如果客户端或最终用户环境满足程序集的发布者策略,则可以使用AppDomain类的Load方法将新程序集加载到Appdomain中。

Also the strong named assembly follows all the rules laid down by publisher of the assembly and the CLR. So the user of the assembly needs to satisfy the security aspect of the assembly being loaded into the appdomain.

强名称程序集也遵循程序集发布者和CLR规定的所有规则。因此,程序集的用户需要满足加载到appdomain中的程序集的安全性方面。

The CLR loads the referenced global assembly from the GAC using the strong name properties. If the referenced assembly is available in the GAC, CLR will return its containing subdirectory and the file holding the manifest is loaded. Finding the assembly this way assures the caller that the assembly loaded at runtime came from the same publisher that built the assembly the code was compiled against. Now comparison of public key token in the referencing assembly’s assemblyRef table and public key token in the referenced assembly’s AssemblyDef table.
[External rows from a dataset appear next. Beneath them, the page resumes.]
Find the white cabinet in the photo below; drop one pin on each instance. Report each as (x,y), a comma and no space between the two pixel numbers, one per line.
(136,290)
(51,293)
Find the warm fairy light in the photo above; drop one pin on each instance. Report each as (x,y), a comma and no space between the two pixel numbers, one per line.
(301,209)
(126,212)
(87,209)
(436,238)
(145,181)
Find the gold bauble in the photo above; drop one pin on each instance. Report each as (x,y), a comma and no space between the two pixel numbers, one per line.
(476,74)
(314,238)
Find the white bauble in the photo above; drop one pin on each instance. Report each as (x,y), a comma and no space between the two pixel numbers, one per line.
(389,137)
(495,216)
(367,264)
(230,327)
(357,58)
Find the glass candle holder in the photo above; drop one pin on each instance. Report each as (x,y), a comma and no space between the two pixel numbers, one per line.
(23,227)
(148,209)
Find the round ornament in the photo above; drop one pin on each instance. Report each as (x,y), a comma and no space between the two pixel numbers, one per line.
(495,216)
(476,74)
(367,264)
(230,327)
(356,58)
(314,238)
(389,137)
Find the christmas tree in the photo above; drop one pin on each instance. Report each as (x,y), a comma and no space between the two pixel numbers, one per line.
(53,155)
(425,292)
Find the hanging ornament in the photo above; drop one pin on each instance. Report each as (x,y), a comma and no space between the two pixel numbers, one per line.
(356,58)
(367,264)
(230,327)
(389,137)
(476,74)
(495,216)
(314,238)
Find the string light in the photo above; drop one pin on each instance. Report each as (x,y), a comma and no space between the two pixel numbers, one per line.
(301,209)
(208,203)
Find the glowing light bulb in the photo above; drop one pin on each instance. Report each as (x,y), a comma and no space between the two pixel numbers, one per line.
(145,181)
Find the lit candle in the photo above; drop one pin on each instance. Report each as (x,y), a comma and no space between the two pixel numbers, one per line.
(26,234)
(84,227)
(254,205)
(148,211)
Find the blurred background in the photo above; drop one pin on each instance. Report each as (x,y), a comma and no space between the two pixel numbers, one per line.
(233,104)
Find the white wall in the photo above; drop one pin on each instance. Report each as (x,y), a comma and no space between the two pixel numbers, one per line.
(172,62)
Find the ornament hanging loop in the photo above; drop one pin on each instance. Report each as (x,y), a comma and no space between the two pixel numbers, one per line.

If the referenced assembly isn’t in the GAC, the CLR looks in the application’s base directory and then in the private paths identified in the application’s configuration file; if the application containing the assembly is installed using the MSI, then CLR invokes MSI to load the required assembly. IF the assembly is not found in any of these location, an exception is thrown and finally the binding of assembly fails.

CLR使用强名称属性从GAC加载引用的全局程序集。如果引用的程序集在GAC中可用,则CLR将返回其包含的子目录,并且加载包含清单的文件。以这种方式查找程序集可以确保调用者在运行时加载的程序集来自构建编译代码的程序集的同一发布者。现在比较引用程序集的assemblyRef表中的公钥令牌和引用程序集的AssemblyDef表中的公钥令牌。如果引用的程序集不在GAC中,则CLR将查找应用程序的基本目录,然后查找应用程序配置文件中标识的专用路径;如果使用MSI安装包含程序集的应用程序,则CLR将调用MSI以加载所需的程序集。如果在任何这些位置找不到程序集,则抛出异常,最后程序集的绑定失败。